Há incômodos por todos os lados. Tendo como pano de fundo o contexto da produção literária, pode um negro falar sobre algo que não seja a negritude? Ou uma mulher escrever sobre outro assunto que não o feminismo? Colocado de outra maneira, haveria relevância possível para além de uma produção afinada às questões identitárias de raça e gênero?
É sustentando tal tensionamento que Ficção Americana, filme dirigido por Cord Jefferson, toca certeiro nas temáticas nevrálgicas da atualidade, abordando desde a tirania das palavras proibidas até a cuidadosa construção de como seria, na literatura e na vida, a imagem fictícia do “homem negro médio qualquer”.
Eis a crítica sustentada também pelo protagonista do filme, o escritor erudito e negro que defende o direito de não enquadrar sua literatura em nenhum tipo de agenda prévia.

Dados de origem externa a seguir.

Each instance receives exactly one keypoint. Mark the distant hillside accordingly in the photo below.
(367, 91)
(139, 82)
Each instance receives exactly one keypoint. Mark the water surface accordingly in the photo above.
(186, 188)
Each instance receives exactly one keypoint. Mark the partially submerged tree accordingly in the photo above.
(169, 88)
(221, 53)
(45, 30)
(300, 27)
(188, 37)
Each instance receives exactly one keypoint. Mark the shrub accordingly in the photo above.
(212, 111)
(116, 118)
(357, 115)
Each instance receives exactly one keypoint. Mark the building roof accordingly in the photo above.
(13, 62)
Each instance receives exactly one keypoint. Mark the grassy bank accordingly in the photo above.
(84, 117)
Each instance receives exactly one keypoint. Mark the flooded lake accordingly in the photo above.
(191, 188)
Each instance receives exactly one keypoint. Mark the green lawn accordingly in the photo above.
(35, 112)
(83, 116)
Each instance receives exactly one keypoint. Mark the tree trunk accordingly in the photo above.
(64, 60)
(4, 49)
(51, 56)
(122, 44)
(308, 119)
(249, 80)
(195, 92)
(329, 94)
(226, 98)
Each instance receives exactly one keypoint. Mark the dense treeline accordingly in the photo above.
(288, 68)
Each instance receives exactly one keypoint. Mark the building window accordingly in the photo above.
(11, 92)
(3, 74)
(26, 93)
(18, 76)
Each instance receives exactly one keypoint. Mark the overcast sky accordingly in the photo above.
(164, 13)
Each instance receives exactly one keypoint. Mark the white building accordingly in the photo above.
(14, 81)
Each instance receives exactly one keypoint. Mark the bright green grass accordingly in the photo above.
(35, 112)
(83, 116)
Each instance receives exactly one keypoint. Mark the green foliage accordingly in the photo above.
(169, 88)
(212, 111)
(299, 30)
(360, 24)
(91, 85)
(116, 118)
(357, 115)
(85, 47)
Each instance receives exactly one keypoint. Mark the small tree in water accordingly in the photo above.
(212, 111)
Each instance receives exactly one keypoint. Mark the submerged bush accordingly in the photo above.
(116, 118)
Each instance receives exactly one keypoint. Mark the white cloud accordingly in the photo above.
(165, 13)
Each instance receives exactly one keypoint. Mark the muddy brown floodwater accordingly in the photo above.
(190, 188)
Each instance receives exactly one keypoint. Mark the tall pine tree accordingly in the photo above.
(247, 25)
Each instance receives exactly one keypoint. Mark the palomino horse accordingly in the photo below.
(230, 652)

Eis também o motivo de sua antipatia por Sintara Golden, a mais nova best seller e autora de um livro que versa, justamente, sobre a negritude, e ao qual Theolonious, agora respondendo pelo apelido de Monk, não se deu ao trabalho de ler.

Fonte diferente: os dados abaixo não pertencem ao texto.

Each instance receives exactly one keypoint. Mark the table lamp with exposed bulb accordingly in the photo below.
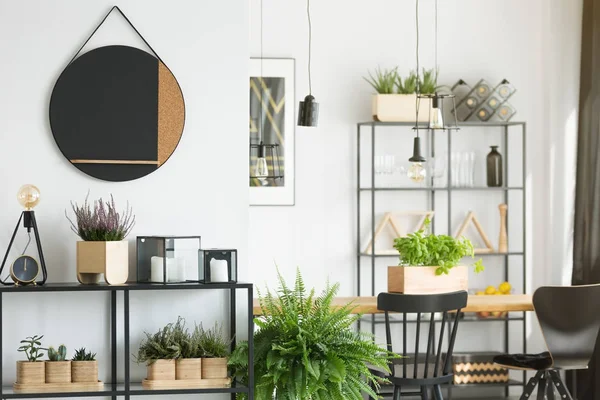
(28, 196)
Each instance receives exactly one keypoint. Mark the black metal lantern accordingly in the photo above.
(218, 266)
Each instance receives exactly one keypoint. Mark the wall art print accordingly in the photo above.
(271, 121)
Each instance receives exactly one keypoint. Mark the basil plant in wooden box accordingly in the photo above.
(431, 263)
(102, 250)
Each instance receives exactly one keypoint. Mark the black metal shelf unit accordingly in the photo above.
(127, 388)
(431, 192)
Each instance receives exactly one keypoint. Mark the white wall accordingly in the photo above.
(205, 45)
(534, 44)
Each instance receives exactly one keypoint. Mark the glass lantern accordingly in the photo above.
(168, 259)
(218, 266)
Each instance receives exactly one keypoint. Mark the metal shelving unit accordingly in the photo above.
(126, 389)
(431, 191)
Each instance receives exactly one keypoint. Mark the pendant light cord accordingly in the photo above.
(418, 76)
(309, 46)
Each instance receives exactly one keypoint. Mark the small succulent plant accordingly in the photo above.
(57, 355)
(83, 355)
(31, 346)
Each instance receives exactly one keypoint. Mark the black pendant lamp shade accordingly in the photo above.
(417, 156)
(308, 112)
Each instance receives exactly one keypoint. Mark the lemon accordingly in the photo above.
(505, 288)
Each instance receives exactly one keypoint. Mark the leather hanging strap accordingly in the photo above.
(130, 24)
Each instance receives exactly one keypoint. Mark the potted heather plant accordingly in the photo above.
(84, 366)
(159, 352)
(58, 368)
(215, 350)
(33, 370)
(396, 98)
(430, 263)
(102, 249)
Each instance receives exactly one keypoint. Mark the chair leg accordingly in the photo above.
(437, 393)
(542, 388)
(531, 386)
(424, 393)
(560, 386)
(396, 393)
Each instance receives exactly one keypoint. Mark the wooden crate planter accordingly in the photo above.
(161, 370)
(477, 368)
(110, 259)
(188, 368)
(214, 368)
(399, 108)
(84, 371)
(31, 372)
(423, 280)
(58, 371)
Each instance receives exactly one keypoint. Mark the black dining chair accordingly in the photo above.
(569, 317)
(424, 368)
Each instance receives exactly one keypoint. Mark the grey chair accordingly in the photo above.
(569, 317)
(425, 368)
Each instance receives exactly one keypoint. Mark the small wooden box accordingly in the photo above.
(477, 368)
(423, 280)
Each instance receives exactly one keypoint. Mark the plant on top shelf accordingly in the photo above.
(57, 355)
(305, 349)
(442, 251)
(32, 347)
(83, 355)
(102, 222)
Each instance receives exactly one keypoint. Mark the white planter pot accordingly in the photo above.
(399, 108)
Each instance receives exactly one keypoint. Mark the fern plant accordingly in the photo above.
(305, 349)
(426, 249)
(83, 355)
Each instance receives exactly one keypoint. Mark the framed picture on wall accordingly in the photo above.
(272, 132)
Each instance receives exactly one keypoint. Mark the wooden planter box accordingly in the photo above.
(214, 368)
(84, 371)
(108, 258)
(399, 108)
(161, 370)
(423, 280)
(188, 368)
(31, 372)
(58, 371)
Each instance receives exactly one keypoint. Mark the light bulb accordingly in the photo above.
(28, 196)
(261, 170)
(437, 118)
(417, 172)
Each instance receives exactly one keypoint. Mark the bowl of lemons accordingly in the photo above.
(503, 289)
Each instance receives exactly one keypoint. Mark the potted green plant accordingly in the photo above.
(84, 366)
(430, 263)
(306, 349)
(215, 350)
(33, 370)
(102, 249)
(159, 352)
(189, 364)
(396, 98)
(58, 368)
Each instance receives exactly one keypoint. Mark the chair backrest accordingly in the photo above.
(570, 320)
(426, 363)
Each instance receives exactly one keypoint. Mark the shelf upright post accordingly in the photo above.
(113, 341)
(250, 344)
(373, 221)
(126, 340)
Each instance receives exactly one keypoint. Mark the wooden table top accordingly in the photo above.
(511, 302)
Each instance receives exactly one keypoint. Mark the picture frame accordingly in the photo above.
(272, 121)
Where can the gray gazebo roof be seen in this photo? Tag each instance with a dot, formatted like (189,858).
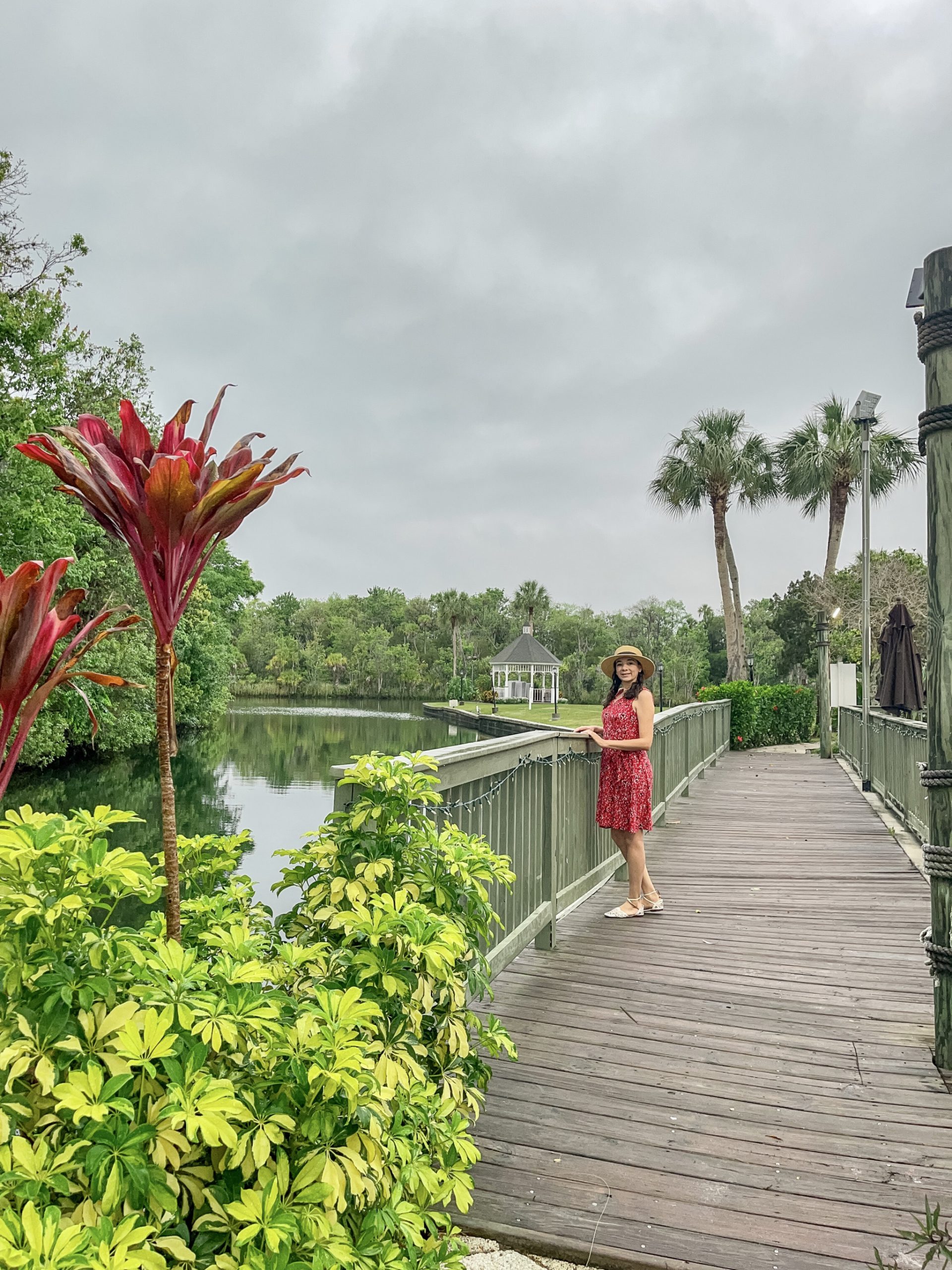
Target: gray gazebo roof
(525,651)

Junto à vontade de afrontar o que considera mediocridade editorial, orientada mais pela demanda de um mercado afoito por estereótipos de gênero - no caso, o literário - do que pela qualidade das obras, Monk cria para si um pseudônimo cuja escrita tem por objetivo atender a todos os clichês do momento, ao ponto de assemelhar-se a uma piada de mau gosto. O cômico da situação é que o livro acaba por cair nas graças dos editores e o sucesso chega como avalanche.

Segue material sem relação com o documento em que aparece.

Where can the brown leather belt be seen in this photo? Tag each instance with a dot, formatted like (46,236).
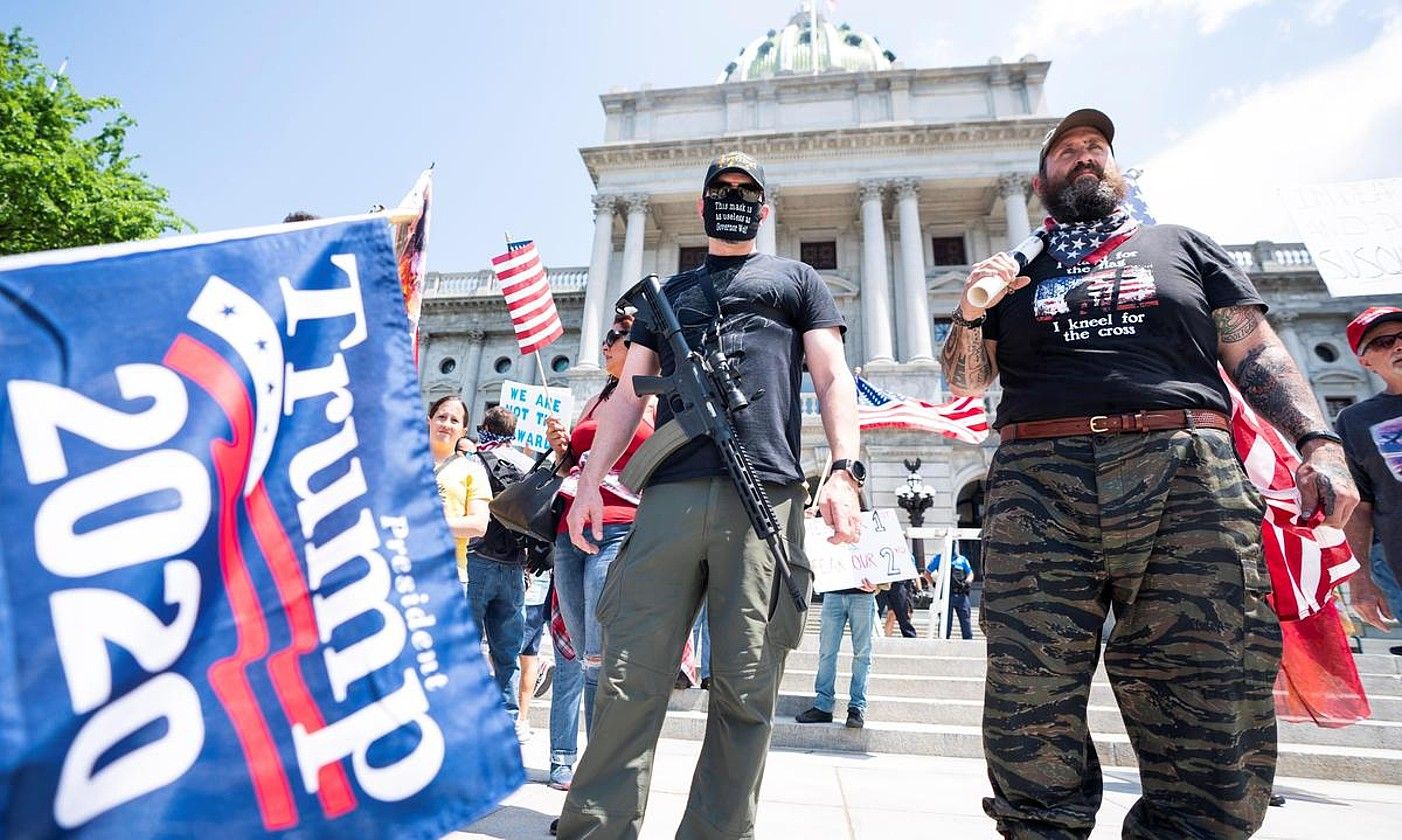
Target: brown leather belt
(1118,424)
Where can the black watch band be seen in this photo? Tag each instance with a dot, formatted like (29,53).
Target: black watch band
(1310,436)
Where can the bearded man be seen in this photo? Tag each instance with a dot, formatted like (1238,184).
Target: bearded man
(1116,487)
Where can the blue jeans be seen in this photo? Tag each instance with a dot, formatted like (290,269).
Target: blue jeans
(701,642)
(959,609)
(564,708)
(579,578)
(840,610)
(497,596)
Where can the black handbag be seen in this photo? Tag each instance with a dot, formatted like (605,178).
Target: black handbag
(532,506)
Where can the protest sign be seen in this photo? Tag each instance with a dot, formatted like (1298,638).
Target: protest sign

Entre a crítica contundente e a retomada das raízes perdidas, junto à mãe doente, o irmão gay e a irmã que arcou com os cuidados e as finanças da família, Monk passa de escritor desconhecido à celebridade instantânea, precisando dar conta do dilema de revelar ou não sua identidade secreta.
Afinal, de um jeito ou de outro, recaímos outra vez na noção de identidade, seja para afirmá-la dentro de um grupo minoritário, seja para colher os louros do sucesso a partir de um lugar subjetivo bem demarcado, com nome, sobrenome, endereço, estado civil e profissão.
Mais que respostas fáceis para uma temática complexa, Ficção Americana tece e sustenta um panorama que entrelaça vida e obra, numa dupla acepção para o aspecto ficcional da construção identitária. Vale cada segundo desta provocação necessária!